Belakangan ini, aku
jadi sering kali ditegur oleh Bu Guru. Padahal aku merasa tak ada kesalahan apa
pun yang kulakukan. Sudah dua hari ini beliau menegurku terus. Sangat tak
jelas! Aku jadi kesal dan membencinya! Apa sih maunya?!
“Aku benci guru itu!”
kalimat itu hampir terus kugumamkan hingga malam menjelang.
Tanpa sadar, ini sudah
tengah malam dan aku masih saja keluyuran di luar rumah. Semuanya karena
memikirkan betapa besar kebencianku pada guru itu. Itu semua membuatku stres.
Aku masih nongkrong di
warnet bersama teman-teman lainnya untuk menghibur diri. Untung saja mereka
sudah mau pulang dan aku pun menumpang di mobil temanku itu. Entah mengapa aku jadi ketakutan begini,
apalagi melihat hari yang menjelang larut malam begini. Kok bisa kebablasan
seperti ini, sih?
Aku ingin bisa segera
pulang ke rumah! Entah mengapa firasatku jadi tak enak begini. Jadi takut tak
jelas karena kemalaman. Di mobil kami bercanda ria, kecuali aku. Entah mengapa
aku jadi segugup ini dan terus memperhatikan jalan ke rumah. Tak sabar rasanya
untuk bisa segera sampai di rumah.
Akhirnya rumahku sudah
dekat juga. Aku diantarkan yang pertama oleh temanku itu karena dia kasihan.
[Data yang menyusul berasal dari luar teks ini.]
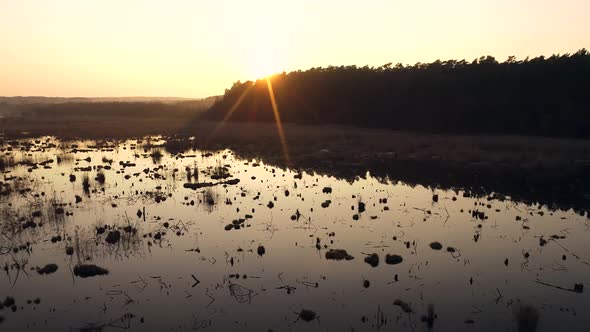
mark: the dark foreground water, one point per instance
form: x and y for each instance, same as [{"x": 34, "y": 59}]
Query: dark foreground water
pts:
[{"x": 101, "y": 236}]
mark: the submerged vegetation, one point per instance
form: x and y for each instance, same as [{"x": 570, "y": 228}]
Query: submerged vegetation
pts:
[{"x": 128, "y": 227}]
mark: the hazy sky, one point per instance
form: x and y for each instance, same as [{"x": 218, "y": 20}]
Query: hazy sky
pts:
[{"x": 198, "y": 48}]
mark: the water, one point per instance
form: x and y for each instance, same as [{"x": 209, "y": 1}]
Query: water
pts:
[{"x": 177, "y": 268}]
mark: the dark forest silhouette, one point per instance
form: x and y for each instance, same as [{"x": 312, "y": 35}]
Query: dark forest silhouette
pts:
[{"x": 539, "y": 96}]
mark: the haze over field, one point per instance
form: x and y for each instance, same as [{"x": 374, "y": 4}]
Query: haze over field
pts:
[{"x": 199, "y": 48}]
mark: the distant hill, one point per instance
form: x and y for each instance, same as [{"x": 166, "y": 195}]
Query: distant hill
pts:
[
  {"x": 24, "y": 100},
  {"x": 539, "y": 96},
  {"x": 48, "y": 107}
]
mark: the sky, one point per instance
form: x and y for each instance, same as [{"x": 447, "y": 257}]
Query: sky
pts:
[{"x": 198, "y": 48}]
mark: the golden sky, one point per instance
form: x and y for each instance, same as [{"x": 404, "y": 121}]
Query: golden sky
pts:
[{"x": 197, "y": 48}]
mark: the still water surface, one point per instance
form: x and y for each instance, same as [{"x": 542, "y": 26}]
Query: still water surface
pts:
[{"x": 189, "y": 247}]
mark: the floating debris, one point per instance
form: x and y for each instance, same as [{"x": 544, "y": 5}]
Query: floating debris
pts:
[
  {"x": 89, "y": 270},
  {"x": 372, "y": 259},
  {"x": 393, "y": 259},
  {"x": 436, "y": 245},
  {"x": 338, "y": 254},
  {"x": 47, "y": 269}
]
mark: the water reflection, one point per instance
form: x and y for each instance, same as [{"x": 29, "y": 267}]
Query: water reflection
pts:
[{"x": 99, "y": 235}]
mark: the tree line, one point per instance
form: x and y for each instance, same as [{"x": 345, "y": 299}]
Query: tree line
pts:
[{"x": 546, "y": 96}]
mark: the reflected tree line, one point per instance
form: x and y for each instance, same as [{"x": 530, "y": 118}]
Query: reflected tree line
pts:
[{"x": 545, "y": 96}]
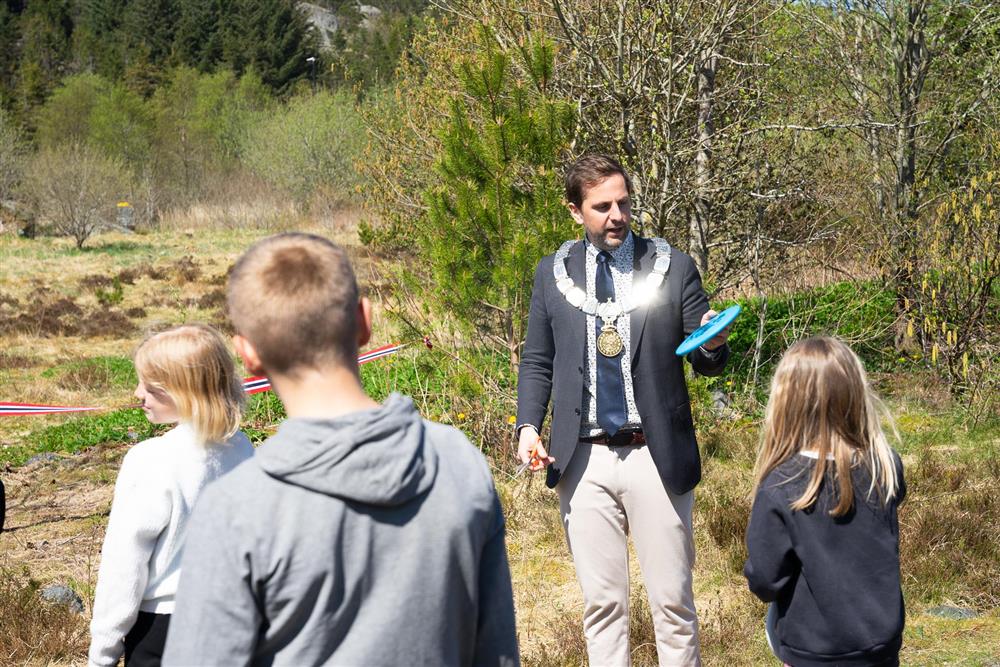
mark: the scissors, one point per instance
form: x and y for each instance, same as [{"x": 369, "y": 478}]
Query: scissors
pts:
[{"x": 527, "y": 464}]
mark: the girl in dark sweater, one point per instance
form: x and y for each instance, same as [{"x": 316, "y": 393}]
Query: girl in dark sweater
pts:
[{"x": 823, "y": 538}]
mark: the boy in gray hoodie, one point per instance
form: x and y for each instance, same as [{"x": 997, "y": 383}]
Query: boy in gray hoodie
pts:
[{"x": 359, "y": 534}]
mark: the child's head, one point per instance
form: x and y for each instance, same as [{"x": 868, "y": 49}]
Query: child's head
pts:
[
  {"x": 821, "y": 401},
  {"x": 294, "y": 299},
  {"x": 186, "y": 375}
]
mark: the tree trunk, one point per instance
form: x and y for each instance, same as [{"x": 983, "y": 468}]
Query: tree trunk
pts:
[{"x": 699, "y": 225}]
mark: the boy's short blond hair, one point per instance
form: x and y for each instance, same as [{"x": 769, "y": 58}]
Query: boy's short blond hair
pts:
[{"x": 295, "y": 298}]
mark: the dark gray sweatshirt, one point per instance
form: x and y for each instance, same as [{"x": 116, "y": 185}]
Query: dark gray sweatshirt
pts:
[{"x": 373, "y": 539}]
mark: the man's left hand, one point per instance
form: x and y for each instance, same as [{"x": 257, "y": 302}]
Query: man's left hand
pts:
[{"x": 719, "y": 340}]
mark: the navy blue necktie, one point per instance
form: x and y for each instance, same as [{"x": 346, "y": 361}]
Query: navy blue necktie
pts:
[{"x": 611, "y": 412}]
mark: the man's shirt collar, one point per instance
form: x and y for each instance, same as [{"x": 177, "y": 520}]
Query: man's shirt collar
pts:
[{"x": 626, "y": 245}]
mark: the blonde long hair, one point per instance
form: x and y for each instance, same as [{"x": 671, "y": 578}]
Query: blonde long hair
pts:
[
  {"x": 821, "y": 400},
  {"x": 192, "y": 365}
]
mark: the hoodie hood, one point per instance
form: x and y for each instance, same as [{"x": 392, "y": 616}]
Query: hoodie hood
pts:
[{"x": 376, "y": 456}]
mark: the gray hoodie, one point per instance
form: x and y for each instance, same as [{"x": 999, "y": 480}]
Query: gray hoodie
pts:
[{"x": 373, "y": 539}]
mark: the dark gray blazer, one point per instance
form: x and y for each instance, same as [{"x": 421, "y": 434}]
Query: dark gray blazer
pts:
[{"x": 554, "y": 361}]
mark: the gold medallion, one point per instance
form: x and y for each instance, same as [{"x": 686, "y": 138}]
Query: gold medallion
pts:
[{"x": 609, "y": 343}]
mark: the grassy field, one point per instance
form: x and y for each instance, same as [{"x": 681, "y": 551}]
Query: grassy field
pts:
[{"x": 70, "y": 319}]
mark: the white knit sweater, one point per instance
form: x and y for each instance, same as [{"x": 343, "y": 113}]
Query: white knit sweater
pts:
[{"x": 158, "y": 484}]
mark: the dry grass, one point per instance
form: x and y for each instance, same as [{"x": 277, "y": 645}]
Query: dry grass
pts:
[
  {"x": 57, "y": 508},
  {"x": 32, "y": 631}
]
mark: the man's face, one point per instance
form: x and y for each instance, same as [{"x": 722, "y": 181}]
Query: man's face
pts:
[{"x": 606, "y": 212}]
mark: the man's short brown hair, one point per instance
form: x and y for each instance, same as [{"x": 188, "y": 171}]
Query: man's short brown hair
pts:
[
  {"x": 295, "y": 298},
  {"x": 587, "y": 172}
]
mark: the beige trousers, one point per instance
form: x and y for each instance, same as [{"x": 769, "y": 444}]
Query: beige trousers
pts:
[{"x": 605, "y": 494}]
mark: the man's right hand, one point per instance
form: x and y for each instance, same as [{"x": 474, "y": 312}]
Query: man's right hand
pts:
[{"x": 529, "y": 448}]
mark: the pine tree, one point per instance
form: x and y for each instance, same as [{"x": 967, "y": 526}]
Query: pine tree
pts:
[
  {"x": 198, "y": 39},
  {"x": 149, "y": 27},
  {"x": 270, "y": 36},
  {"x": 498, "y": 208}
]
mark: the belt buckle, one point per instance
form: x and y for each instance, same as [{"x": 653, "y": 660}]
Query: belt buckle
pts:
[{"x": 623, "y": 439}]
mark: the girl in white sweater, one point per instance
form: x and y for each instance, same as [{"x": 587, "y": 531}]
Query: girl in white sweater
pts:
[{"x": 186, "y": 377}]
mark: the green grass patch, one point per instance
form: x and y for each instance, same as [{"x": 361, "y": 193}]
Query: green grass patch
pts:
[{"x": 118, "y": 427}]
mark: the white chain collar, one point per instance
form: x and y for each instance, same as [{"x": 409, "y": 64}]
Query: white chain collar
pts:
[{"x": 611, "y": 310}]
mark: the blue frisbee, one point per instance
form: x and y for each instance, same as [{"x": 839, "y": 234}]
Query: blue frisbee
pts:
[{"x": 709, "y": 330}]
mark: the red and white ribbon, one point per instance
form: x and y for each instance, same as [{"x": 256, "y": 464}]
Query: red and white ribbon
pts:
[
  {"x": 251, "y": 385},
  {"x": 16, "y": 409}
]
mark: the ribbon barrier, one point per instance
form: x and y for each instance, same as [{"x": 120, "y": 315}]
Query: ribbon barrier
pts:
[
  {"x": 19, "y": 409},
  {"x": 251, "y": 385}
]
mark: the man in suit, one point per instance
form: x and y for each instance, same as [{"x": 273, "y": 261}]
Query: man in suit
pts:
[{"x": 606, "y": 315}]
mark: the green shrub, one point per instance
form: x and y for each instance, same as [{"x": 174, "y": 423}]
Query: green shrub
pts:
[
  {"x": 859, "y": 313},
  {"x": 310, "y": 147}
]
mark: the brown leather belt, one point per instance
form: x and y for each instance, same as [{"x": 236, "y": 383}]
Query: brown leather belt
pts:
[{"x": 620, "y": 439}]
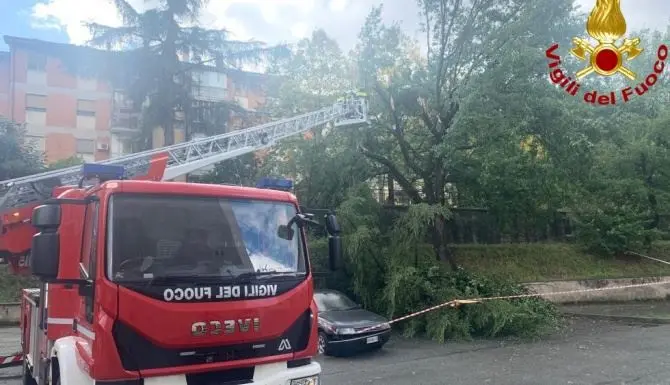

Aku pun turun dari mobil itu setelah berterima kasih padanya dan mereka pun
melanjutkan perjalanan riang mereka. Aku turun di depan gang rumahku.
Begitu keluar dari
mobil, kupandangi jalan gang menuju rumahku. Namun jalannya kok gelap banget,
sih? Hampir tak ada orang di jalan, padahal biasanya masih ada orang lalu
lalang meski malam-malam seperti ini. Heran!
Tiba-tiba saja
kumelihat ada seorang kakek tua berpakaian kumal tengah melangkah masuk ke gang
itu. Nah tuh, akhirnya ada orang juga yang bisa kutemani jalan. Jadi lega juga
rasanya, fiuh!
Namun langkah si Kakek
yang tertatih-tatih seperti itu membuat hatiku iba dan ingin menolongnya
berjalan. Kasihan sekali ia! Aku ingin bisa mengantarnya ke rumahnya. Lagian
ngapain juga ia malam-malam begini masih berkeliaran seperti itu?
Baru saja hendak
kudekati ia, kutertegun sejenak. Firasatku jadi semakin tak enak, nih.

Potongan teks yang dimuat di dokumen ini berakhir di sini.